The Cuban Embassy in Washington did not reply to a comment request about the report.
The report paints a damning picture of the Cuban government’s response to unprecedented islandwide demonstrations on July 11. HRW says the organization found that the protests were overwhelmingly peaceful and that out of the 130 documented cases, only a few detainees were accused of throwing stones at police officers, accusations they denied. The report also mentions that no one has been held accountable for the death of 36-year-old protester Diubis Laurencio Tejeda during a demonstration in La Güinera, a poor neighborhood on the outskirts of Havana, and the only casualty officially reported that day.
The Cuban Human Rights Observatory, a nongovernmental organization based in Madrid, said it obtained documents showing Tejeda was shot in the back by a police officer. The Miami Herald has not been able to confirm it independently.
A legal aid organization, Cubalex, has documented 1,124 arrests connected to those events, and 566 people are still detained. Of those, 15 are 18 years old or younger. Cuban officials have repeatedly denied that minors were arrested.

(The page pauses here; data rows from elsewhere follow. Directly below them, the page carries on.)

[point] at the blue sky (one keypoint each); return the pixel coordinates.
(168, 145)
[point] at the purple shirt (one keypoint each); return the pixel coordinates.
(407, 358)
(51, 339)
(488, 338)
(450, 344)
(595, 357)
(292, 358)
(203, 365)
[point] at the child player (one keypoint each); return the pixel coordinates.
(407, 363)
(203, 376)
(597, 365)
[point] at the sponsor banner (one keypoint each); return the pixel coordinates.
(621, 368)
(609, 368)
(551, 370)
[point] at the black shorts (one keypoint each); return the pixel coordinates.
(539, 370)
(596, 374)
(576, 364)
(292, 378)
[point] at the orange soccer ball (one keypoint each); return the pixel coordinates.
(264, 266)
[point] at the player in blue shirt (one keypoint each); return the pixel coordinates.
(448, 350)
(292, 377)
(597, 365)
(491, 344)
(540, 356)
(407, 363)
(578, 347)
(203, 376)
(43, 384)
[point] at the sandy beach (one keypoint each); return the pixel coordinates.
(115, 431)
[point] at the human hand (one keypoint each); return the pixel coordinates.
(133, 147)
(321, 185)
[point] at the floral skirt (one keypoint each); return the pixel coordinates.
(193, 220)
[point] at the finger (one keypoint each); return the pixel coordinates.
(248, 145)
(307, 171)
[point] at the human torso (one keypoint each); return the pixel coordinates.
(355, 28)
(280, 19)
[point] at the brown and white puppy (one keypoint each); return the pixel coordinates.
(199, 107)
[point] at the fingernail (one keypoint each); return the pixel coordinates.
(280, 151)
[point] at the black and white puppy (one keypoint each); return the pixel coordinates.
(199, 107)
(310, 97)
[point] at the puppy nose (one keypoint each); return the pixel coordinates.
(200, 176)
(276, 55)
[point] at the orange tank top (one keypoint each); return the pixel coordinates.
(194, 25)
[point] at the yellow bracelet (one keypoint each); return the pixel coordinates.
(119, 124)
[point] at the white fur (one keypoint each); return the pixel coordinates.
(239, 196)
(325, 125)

The investigation found that officers engaged in gender-based violence against a minor, Gabriela Zequeira Hernández, a 17-year-old student arrested in Havana. She told HRW fact-checkers that during detention, two female officers made her strip and squat naked.
“One of them told her to inspect her own vagina with her finger. Days later, a male officer threatened to take her and two men to the area known as the ‘pavilion,’ where detainees have conjugal visits. Officers repeatedly woke her up at night for interrogations, Zequeira said, asking why she had protested and who was ‘financing’ her,” the report says.
Zequeira also gave similar testimony to independent news outlet Cubanet. She was sentenced to eight months in prison for “public disorder.” She could only see her lawyer a few minutes before the hearing, the report says, and later was allowed to serve her sentence on house arrest. Zequeira and her family said they have not been able to obtain copies of the rulings.
HRW also highlights the case of Michel Parra González, a 20-year-old hospital employee who was detained on July 11, in Matanzas, east of Havana. The following day, officers took him to an interrogation room where eight agents kicked him and hit him with their fists and batons for about 15 minutes, the report says.
“He received blows to the back, hands, feet, testicles and buttocks,” the document says. Parra Gonzalez told HRW investigators that one police officer told him, “We should put a bullet in people like you.” Another one said, “This is for you to know what happens when you oppose the revolution.”
He said he never received medical attention for the blows, and prison officers did not allow him to file a report on the beatings. He was charged with “public disorder” and released under house arrest for pre-trial on Aug. 2. In September, authorities asked him and his sister Ana Laura, who was also arrested for demonstrating, to pay a fine to have their cases closed. They paid.